In mathematical logic and computer science, two-variable logic is the fragment of first-order logic where formulae can be written using only two different variables. This fragment is usually studied without function symbols.

== Decidability ==

Some important problems about two-variable logic, such as satisfiability and finite satisfiability, are decidable. This result generalizes results about the decidability of fragments of two-variable logic, such as certain description logics; however, some fragments of two-variable logic enjoy a much lower computational complexity for their satisfiability problems.

By contrast, for the three-variable fragment of first-order logic without function symbols, satisfiability is undecidable.

== Counting quantifiers ==

The two-variable fragment of first-order logic with no function symbols is known to be decidable even with the addition of counting quantifiers, and thus of uniqueness quantification. This is a more powerful result, as counting quantifiers for high numerical values are not expressible in that logic.

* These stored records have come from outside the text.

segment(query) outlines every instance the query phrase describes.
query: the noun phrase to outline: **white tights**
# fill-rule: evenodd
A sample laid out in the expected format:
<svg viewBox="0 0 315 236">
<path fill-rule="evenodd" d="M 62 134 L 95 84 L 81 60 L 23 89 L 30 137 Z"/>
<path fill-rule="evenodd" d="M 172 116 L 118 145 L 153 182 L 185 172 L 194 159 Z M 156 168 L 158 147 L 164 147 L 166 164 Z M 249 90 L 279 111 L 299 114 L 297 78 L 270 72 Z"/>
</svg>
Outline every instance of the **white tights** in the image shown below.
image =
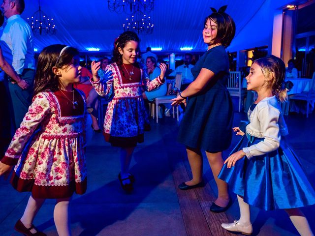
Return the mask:
<svg viewBox="0 0 315 236">
<path fill-rule="evenodd" d="M 54 221 L 59 236 L 71 235 L 69 227 L 68 208 L 70 198 L 59 199 L 56 200 L 54 210 Z M 33 220 L 41 206 L 45 202 L 44 199 L 33 198 L 30 197 L 21 221 L 28 229 L 32 227 Z M 32 229 L 31 232 L 34 234 L 36 230 Z"/>
<path fill-rule="evenodd" d="M 243 197 L 239 195 L 237 195 L 237 200 L 241 213 L 240 219 L 238 221 L 244 226 L 247 226 L 251 224 L 250 205 L 244 201 Z M 284 210 L 289 215 L 291 221 L 300 235 L 302 236 L 314 236 L 307 219 L 300 209 L 285 209 Z"/>
</svg>

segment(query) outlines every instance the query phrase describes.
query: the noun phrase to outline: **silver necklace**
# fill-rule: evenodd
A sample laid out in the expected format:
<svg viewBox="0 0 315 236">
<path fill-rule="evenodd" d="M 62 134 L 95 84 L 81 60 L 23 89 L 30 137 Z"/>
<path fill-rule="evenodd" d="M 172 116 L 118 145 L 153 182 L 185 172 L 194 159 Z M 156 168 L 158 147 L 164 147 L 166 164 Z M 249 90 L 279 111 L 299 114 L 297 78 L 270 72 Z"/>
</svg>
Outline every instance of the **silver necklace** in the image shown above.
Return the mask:
<svg viewBox="0 0 315 236">
<path fill-rule="evenodd" d="M 78 102 L 77 102 L 76 101 L 74 101 L 74 90 L 72 90 L 71 91 L 71 92 L 72 92 L 72 94 L 73 94 L 72 101 L 70 100 L 69 98 L 68 98 L 68 97 L 67 97 L 65 95 L 65 94 L 63 93 L 63 92 L 62 90 L 60 89 L 60 91 L 63 95 L 63 96 L 64 96 L 64 97 L 65 97 L 67 99 L 68 99 L 68 100 L 72 104 L 72 108 L 73 109 L 73 110 L 75 110 L 76 108 L 76 106 L 78 105 Z"/>
<path fill-rule="evenodd" d="M 129 75 L 129 80 L 131 80 L 131 76 L 134 74 L 134 73 L 133 73 L 133 69 L 134 68 L 134 65 L 132 66 L 132 70 L 130 71 L 130 73 L 129 72 L 129 71 L 128 71 L 128 70 L 127 70 L 127 68 L 125 66 L 124 63 L 123 63 L 123 65 L 125 67 L 125 69 L 126 70 L 126 71 L 127 71 L 127 73 Z"/>
</svg>

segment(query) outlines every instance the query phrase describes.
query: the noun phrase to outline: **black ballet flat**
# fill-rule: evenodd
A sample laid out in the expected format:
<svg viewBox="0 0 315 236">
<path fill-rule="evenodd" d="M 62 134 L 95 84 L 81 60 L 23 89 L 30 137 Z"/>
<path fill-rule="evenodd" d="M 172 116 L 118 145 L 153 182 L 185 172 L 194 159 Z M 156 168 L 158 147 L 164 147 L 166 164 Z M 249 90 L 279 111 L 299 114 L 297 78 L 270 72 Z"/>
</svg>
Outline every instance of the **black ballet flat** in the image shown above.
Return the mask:
<svg viewBox="0 0 315 236">
<path fill-rule="evenodd" d="M 232 201 L 232 199 L 230 199 L 230 201 L 229 201 L 227 205 L 225 207 L 222 207 L 221 206 L 219 206 L 215 203 L 213 203 L 210 206 L 210 210 L 213 212 L 216 213 L 220 213 L 225 211 L 227 209 L 228 209 L 232 204 L 233 204 L 233 202 Z"/>
<path fill-rule="evenodd" d="M 178 185 L 178 188 L 182 190 L 188 190 L 189 189 L 191 189 L 192 188 L 200 188 L 201 187 L 204 187 L 205 186 L 205 183 L 203 181 L 202 181 L 199 183 L 197 184 L 195 184 L 194 185 L 188 185 L 185 183 L 185 182 L 183 182 L 179 185 Z"/>
<path fill-rule="evenodd" d="M 119 179 L 119 181 L 120 182 L 120 184 L 122 185 L 122 188 L 127 193 L 131 193 L 131 192 L 133 190 L 133 183 L 134 182 L 134 177 L 130 174 L 129 176 L 125 178 L 122 178 L 122 176 L 120 174 L 120 173 L 118 175 L 118 178 Z M 130 183 L 126 183 L 124 184 L 123 183 L 123 181 L 126 180 L 126 179 L 130 180 Z"/>
<path fill-rule="evenodd" d="M 94 132 L 95 132 L 95 133 L 101 133 L 101 132 L 102 132 L 102 130 L 101 130 L 101 129 L 94 129 L 94 128 L 93 127 L 93 124 L 91 124 L 91 127 L 92 127 L 92 129 L 93 129 L 93 131 L 94 131 Z"/>
</svg>

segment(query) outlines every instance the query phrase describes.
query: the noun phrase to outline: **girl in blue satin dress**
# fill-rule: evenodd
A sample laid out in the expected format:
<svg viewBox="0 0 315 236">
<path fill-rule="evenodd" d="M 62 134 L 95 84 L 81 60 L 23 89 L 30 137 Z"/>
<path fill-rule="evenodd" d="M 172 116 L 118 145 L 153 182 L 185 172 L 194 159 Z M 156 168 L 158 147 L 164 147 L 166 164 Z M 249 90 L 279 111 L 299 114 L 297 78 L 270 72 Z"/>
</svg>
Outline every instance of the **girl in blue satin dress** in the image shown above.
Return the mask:
<svg viewBox="0 0 315 236">
<path fill-rule="evenodd" d="M 234 127 L 241 140 L 224 162 L 219 178 L 237 194 L 240 219 L 221 226 L 250 235 L 250 205 L 265 210 L 284 209 L 301 235 L 313 235 L 299 207 L 315 204 L 315 191 L 302 164 L 288 147 L 279 100 L 287 97 L 283 61 L 271 56 L 255 60 L 246 77 L 258 98 L 248 112 L 249 123 Z"/>
</svg>

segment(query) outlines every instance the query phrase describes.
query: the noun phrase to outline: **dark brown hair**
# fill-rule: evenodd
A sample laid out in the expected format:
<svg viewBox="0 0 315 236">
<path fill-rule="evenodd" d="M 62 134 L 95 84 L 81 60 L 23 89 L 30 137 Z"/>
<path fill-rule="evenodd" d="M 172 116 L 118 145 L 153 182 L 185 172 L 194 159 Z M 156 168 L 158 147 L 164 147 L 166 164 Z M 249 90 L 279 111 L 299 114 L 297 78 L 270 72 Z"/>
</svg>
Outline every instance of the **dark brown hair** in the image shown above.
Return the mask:
<svg viewBox="0 0 315 236">
<path fill-rule="evenodd" d="M 139 48 L 140 39 L 139 37 L 138 37 L 136 33 L 131 31 L 124 32 L 115 40 L 114 50 L 113 50 L 113 61 L 116 62 L 119 66 L 123 64 L 123 56 L 119 53 L 118 48 L 123 49 L 127 43 L 130 41 L 137 42 L 138 44 L 138 48 Z M 140 50 L 138 51 L 137 53 L 137 58 L 138 58 L 140 57 Z M 137 62 L 135 63 L 135 65 L 139 67 L 139 65 Z"/>
<path fill-rule="evenodd" d="M 266 82 L 271 87 L 273 95 L 281 101 L 287 98 L 284 83 L 285 65 L 279 58 L 273 55 L 257 59 L 252 62 L 257 64 L 265 78 Z"/>
<path fill-rule="evenodd" d="M 228 46 L 235 35 L 235 23 L 233 19 L 225 12 L 213 12 L 206 18 L 204 25 L 208 19 L 217 25 L 218 32 L 214 43 L 220 43 L 224 48 Z"/>
<path fill-rule="evenodd" d="M 20 14 L 23 13 L 25 8 L 24 0 L 10 0 L 10 2 L 14 2 L 16 6 L 16 10 Z"/>
<path fill-rule="evenodd" d="M 44 48 L 38 56 L 35 81 L 34 95 L 43 91 L 55 91 L 59 88 L 58 77 L 53 72 L 53 67 L 62 68 L 69 65 L 73 57 L 79 54 L 78 50 L 72 47 L 61 51 L 66 46 L 54 44 Z"/>
</svg>

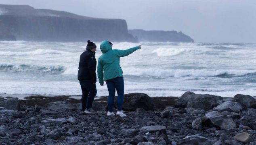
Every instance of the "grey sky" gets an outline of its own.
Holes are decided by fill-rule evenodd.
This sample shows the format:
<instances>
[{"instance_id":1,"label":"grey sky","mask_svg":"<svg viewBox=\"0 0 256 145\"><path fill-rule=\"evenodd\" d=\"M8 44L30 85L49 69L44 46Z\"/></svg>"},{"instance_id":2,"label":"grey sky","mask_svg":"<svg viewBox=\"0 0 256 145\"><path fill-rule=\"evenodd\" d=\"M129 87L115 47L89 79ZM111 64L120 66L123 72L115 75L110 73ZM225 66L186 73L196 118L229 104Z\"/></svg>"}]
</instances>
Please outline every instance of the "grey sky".
<instances>
[{"instance_id":1,"label":"grey sky","mask_svg":"<svg viewBox=\"0 0 256 145\"><path fill-rule=\"evenodd\" d=\"M256 0L1 0L102 18L128 29L182 31L196 42L256 43Z\"/></svg>"}]
</instances>

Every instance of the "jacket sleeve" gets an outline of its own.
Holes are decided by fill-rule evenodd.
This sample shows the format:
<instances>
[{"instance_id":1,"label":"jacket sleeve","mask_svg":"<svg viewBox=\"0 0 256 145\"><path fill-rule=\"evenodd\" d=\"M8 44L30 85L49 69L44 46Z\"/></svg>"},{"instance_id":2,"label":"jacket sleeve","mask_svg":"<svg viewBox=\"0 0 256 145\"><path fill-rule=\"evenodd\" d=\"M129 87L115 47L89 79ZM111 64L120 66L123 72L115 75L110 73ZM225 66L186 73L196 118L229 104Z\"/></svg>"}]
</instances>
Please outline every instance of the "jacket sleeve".
<instances>
[{"instance_id":1,"label":"jacket sleeve","mask_svg":"<svg viewBox=\"0 0 256 145\"><path fill-rule=\"evenodd\" d=\"M137 46L134 48L128 49L124 50L115 50L115 54L118 57L120 57L126 56L129 54L132 54L132 52L139 49L139 48L140 48L138 46Z\"/></svg>"},{"instance_id":2,"label":"jacket sleeve","mask_svg":"<svg viewBox=\"0 0 256 145\"><path fill-rule=\"evenodd\" d=\"M104 84L104 80L103 79L103 67L100 61L99 58L98 62L98 67L97 68L98 78L99 78L100 84L102 85Z\"/></svg>"},{"instance_id":3,"label":"jacket sleeve","mask_svg":"<svg viewBox=\"0 0 256 145\"><path fill-rule=\"evenodd\" d=\"M96 64L95 64L96 61L94 60L95 58L92 55L88 59L88 68L92 77L92 83L95 83L97 81L97 78L95 72Z\"/></svg>"}]
</instances>

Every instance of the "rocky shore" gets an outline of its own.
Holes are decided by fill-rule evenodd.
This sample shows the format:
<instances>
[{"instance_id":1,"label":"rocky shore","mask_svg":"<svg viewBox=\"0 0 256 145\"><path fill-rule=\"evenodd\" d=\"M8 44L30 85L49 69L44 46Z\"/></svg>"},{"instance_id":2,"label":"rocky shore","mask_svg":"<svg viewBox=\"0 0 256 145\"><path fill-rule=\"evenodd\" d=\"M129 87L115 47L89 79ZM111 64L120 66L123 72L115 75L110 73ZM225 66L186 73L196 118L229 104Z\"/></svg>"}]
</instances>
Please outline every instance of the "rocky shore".
<instances>
[{"instance_id":1,"label":"rocky shore","mask_svg":"<svg viewBox=\"0 0 256 145\"><path fill-rule=\"evenodd\" d=\"M256 145L256 100L185 92L180 97L125 95L127 116L79 111L69 96L0 98L1 145Z\"/></svg>"}]
</instances>

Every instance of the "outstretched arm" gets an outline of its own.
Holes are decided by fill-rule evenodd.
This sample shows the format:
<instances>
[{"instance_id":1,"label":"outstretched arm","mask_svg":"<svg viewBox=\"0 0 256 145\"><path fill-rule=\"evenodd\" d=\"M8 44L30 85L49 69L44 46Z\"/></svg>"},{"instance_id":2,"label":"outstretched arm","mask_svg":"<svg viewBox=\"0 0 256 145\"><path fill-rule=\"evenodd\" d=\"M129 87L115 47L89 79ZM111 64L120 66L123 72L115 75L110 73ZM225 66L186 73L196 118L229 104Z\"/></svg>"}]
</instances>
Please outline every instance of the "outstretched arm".
<instances>
[{"instance_id":1,"label":"outstretched arm","mask_svg":"<svg viewBox=\"0 0 256 145\"><path fill-rule=\"evenodd\" d=\"M136 46L134 48L124 50L115 50L115 54L120 57L126 56L132 54L132 52L137 50L141 49L141 45L140 45L139 46Z\"/></svg>"},{"instance_id":2,"label":"outstretched arm","mask_svg":"<svg viewBox=\"0 0 256 145\"><path fill-rule=\"evenodd\" d=\"M95 72L96 64L95 64L94 60L95 58L94 58L94 56L92 55L89 58L88 60L88 68L89 68L90 73L92 75L92 81L93 83L95 83L97 81L96 72Z\"/></svg>"},{"instance_id":3,"label":"outstretched arm","mask_svg":"<svg viewBox=\"0 0 256 145\"><path fill-rule=\"evenodd\" d=\"M104 84L104 80L103 79L103 67L100 62L99 58L98 63L97 72L98 72L98 78L99 78L100 85L103 86Z\"/></svg>"}]
</instances>

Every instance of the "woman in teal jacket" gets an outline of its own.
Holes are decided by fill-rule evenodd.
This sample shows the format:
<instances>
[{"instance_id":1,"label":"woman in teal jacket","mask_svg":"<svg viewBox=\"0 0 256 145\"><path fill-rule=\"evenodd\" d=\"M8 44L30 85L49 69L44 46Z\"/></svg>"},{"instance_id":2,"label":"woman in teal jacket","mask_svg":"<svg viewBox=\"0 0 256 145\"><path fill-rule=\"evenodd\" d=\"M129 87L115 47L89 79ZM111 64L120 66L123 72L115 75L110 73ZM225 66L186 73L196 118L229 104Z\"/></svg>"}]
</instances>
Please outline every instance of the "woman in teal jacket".
<instances>
[{"instance_id":1,"label":"woman in teal jacket","mask_svg":"<svg viewBox=\"0 0 256 145\"><path fill-rule=\"evenodd\" d=\"M112 108L116 89L118 111L116 114L124 117L126 115L122 112L124 89L123 70L120 64L120 58L126 56L141 49L141 45L125 50L112 50L112 46L111 42L107 41L104 41L101 44L101 50L103 54L99 58L97 68L98 77L101 86L104 84L104 81L106 81L109 91L107 99L109 110L107 115L115 115Z\"/></svg>"}]
</instances>

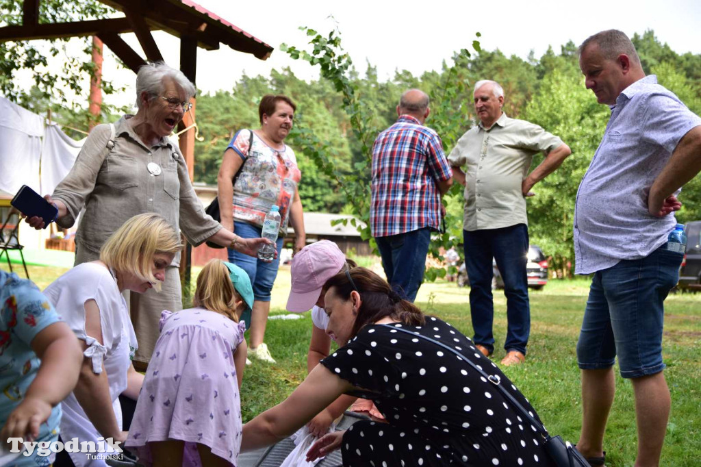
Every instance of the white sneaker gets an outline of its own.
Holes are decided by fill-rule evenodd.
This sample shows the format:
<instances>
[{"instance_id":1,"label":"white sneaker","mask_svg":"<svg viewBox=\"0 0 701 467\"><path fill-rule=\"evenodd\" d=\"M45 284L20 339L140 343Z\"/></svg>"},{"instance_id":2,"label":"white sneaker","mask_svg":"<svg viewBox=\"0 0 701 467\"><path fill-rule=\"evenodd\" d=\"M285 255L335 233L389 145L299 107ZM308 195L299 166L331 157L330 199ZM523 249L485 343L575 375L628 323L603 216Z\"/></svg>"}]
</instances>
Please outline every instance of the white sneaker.
<instances>
[{"instance_id":1,"label":"white sneaker","mask_svg":"<svg viewBox=\"0 0 701 467\"><path fill-rule=\"evenodd\" d=\"M277 362L275 361L275 359L273 358L273 356L270 354L270 351L268 350L268 346L266 345L265 342L263 342L255 348L249 348L248 356L251 358L259 360L263 362L267 362L268 363L277 363Z\"/></svg>"}]
</instances>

Counting quantifiers actually improve the expressiveness of finite-variable logics as they allow to say that there is a node with $n$ neighbors, namely $\Phi = \exists x \exists^{\geq n} y E(x,y)$. Without counting quantifiers $n+1$ variables are needed for the same formula.

== Connection to the Weisfeiler-Leman algorithm ==
There is a strong connection between two-variable logic and the Weisfeiler-Leman (or color refinement) algorithm. Given two graphs, then any two nodes have the same stable color in color refinement if and only if they have the same $C^2$ type, that is, they satisfy the same formulas in two-variable logic with counting.